At present, scientific discourse is considered to be detached and objective, impersonal and direct thanks to a conscious effort starting after the Scientific Revolution of the eighteenth century. The Coruña Corpus of English Scientific Writing compiles late Modern English texts of several disciplines precisely from that revolution onwards, from 1700 to 1900. It is my aim in this talk to present one of its subcorpora, CELiST, the Corpus of English Life Sciences and to focus on the ways in which it can be used to study the development of scientific discourse across time. To contextualize this study of scientific prose, I will address the gradual standardisation of scientific publication procedures. Scientific journals create both explicit guidelines for authors and construct unspoken conventions, such as the expectation of predetermined sections in papers (IMRD: Introduction, Method, Results and Discussion). I will also focus on the relationship between theoretical and applied knowledge and its implications for the “know-how-to” determinants that govern developments in applied linguistics. Against this background, I will demonstrate that common ideas about the nature of scientific prose are often mistaken, and that the discourse of science tends to take unexpected turns.

Studying Medical Discourse in Online Discussion Forums: methodological opportunities and challenges for corpus-based approaches

Henry Jones (University of Manchester)

Online discussion forums offer a rich source of potential data for corpus-based analyses of contemporary medical discourse. Facebook, X/Twitter, Reddit and Wikipedia, for example, have all become prominent sites of intense public debate on controversial medical topics – from abortion to alternative medicine, face-masks to vaccination – often featuring contributors with a diversity of professional backgrounds, values, opinions and beliefs. Such computer-mediated conversations are typically readily accessible to the researcher and the application of corpus tools and methods would seem an obvious step given the sheer scale of the data available. There remain, however, a number of significant methodological challenges which must be grappled with when constructing and analysing a large thematic corpus of online discussions. In this talk, I will share my experiences of developing and interrogating a corpus of medicine-related Wikipedia ‘Talk Page’ content, focusing in particular on methodological concerns deriving from the interactive nature of this forum data.

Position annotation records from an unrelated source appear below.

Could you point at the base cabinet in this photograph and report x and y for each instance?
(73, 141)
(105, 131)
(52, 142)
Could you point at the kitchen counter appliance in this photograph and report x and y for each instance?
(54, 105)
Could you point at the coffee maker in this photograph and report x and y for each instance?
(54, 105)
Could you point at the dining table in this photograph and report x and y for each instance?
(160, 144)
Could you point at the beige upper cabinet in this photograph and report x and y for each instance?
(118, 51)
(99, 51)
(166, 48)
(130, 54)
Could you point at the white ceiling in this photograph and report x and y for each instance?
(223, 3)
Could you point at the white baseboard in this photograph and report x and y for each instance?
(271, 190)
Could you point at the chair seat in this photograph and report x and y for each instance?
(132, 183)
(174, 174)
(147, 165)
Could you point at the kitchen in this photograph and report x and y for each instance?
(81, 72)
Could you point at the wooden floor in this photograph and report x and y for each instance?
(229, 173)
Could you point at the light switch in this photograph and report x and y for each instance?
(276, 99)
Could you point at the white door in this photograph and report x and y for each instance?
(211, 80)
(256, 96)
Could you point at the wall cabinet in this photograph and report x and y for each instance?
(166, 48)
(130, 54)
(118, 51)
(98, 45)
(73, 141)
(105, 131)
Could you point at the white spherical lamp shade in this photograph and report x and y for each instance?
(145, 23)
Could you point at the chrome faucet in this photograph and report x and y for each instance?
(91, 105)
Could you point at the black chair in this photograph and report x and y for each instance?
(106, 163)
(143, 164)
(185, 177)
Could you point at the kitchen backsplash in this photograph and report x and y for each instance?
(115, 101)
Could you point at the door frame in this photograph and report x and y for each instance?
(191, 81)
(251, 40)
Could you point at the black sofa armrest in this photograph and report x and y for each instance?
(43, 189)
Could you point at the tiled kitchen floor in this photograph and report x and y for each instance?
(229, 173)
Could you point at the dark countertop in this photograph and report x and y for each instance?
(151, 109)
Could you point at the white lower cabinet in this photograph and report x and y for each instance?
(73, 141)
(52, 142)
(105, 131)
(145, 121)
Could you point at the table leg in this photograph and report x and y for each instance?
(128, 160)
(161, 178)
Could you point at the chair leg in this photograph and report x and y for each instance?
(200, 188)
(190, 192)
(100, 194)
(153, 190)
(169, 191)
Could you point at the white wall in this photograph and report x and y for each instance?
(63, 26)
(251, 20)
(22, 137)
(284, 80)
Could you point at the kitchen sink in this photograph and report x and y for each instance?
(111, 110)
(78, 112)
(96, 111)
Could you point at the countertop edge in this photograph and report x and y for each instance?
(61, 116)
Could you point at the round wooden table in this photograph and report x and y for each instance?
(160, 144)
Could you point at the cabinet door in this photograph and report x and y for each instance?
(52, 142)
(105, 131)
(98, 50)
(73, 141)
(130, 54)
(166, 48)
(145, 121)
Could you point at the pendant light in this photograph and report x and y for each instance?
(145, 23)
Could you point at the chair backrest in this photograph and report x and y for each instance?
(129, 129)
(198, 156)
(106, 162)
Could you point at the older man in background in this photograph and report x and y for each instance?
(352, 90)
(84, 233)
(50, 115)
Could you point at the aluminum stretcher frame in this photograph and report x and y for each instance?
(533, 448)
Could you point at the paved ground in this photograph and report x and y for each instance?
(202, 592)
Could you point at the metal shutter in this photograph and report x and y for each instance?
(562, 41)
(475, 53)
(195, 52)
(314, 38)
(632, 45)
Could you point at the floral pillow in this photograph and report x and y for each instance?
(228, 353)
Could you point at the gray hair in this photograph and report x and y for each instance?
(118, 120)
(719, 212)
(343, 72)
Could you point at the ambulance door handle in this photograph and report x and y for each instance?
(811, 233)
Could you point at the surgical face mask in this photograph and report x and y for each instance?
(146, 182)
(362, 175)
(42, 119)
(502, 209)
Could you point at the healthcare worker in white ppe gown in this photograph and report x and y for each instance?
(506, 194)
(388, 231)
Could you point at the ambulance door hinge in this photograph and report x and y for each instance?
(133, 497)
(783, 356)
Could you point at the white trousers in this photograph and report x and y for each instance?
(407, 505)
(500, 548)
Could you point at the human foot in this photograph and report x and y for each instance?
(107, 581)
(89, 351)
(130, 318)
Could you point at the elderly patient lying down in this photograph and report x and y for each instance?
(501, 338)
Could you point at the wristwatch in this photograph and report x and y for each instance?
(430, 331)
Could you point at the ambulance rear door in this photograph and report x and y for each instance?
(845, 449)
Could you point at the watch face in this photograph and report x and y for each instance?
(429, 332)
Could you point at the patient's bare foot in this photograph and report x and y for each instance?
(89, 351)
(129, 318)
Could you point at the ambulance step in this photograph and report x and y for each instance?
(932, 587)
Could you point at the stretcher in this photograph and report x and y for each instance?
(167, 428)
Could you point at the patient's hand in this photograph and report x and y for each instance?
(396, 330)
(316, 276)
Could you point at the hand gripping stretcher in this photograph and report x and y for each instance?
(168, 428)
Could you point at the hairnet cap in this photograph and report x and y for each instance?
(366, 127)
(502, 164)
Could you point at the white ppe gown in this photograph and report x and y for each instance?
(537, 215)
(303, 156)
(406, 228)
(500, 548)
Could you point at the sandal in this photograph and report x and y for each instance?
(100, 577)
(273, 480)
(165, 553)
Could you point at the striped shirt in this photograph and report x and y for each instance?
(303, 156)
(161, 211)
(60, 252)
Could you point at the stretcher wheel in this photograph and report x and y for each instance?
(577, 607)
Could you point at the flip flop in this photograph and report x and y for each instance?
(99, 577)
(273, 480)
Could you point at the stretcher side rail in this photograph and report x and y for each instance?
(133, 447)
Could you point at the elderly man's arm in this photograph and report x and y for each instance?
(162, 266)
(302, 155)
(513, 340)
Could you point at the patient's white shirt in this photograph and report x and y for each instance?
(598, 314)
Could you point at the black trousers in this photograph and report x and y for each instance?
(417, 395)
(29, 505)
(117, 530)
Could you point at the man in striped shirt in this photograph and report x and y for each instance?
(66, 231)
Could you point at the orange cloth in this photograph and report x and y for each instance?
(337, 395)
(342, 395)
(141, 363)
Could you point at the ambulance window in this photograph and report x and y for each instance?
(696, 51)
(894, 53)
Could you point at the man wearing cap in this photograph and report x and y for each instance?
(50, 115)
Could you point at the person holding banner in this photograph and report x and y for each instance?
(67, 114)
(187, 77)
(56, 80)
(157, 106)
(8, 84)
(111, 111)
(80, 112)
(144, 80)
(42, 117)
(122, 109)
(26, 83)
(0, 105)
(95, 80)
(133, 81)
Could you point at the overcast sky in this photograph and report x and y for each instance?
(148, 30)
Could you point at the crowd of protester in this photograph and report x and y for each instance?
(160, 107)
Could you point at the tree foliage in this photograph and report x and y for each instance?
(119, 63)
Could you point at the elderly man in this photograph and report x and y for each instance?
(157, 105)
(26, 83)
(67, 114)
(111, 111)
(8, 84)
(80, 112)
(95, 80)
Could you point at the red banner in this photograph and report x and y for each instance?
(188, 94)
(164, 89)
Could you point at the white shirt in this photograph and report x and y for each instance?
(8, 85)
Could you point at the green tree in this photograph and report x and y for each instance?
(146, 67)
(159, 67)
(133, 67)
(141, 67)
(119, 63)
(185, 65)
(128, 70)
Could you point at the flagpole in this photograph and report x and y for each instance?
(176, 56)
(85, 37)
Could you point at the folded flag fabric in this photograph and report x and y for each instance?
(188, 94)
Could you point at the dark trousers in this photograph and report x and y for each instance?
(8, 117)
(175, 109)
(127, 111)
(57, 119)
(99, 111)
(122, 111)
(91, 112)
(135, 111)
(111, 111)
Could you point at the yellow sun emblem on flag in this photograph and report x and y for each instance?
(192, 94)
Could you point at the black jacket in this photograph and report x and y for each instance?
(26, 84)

Late Modern English microbiology texts in the Royal Society Corpus

Katrin Menzel (University of Mannheim)

This talk presents some insights from a corpus-linguistic study on early microbiology articles in the Royal Society Corpus (RSC) from the 19th and early 20th centuries. The current full version of the RSC contains ca. 48,000 digitised scientific articles from journals such as the Philosophical Transactions and the Proceedings from the Royal Society of London from 1665 onwards. Large parts of the corpus can be downloaded for free or queried online. The corpus texts cover a wide range of scientific topics and disciplines, particularly from the physical and mathematical sciences as well as from the biological and life sciences. The analysis of the microbiology texts in the RSC from the 19th and early 20th centuries aims to shed light on how the research developments of the nascent community of British microbiologists are reflected in specific linguistic patterns in these texts. Additionally, the talk examines the question of whether there are gendered linguistic differences in these research articles. A comparison of gendered subcorpora of microbiology research articles in the RSC shows, for instance, that texts written exclusively by male authors in the analysed time span generally contain more and longer adjectives and more terminological patterns than texts with female contributors. This reflects slightly different activities and methods in the work of early female and male microbiologists in Britain.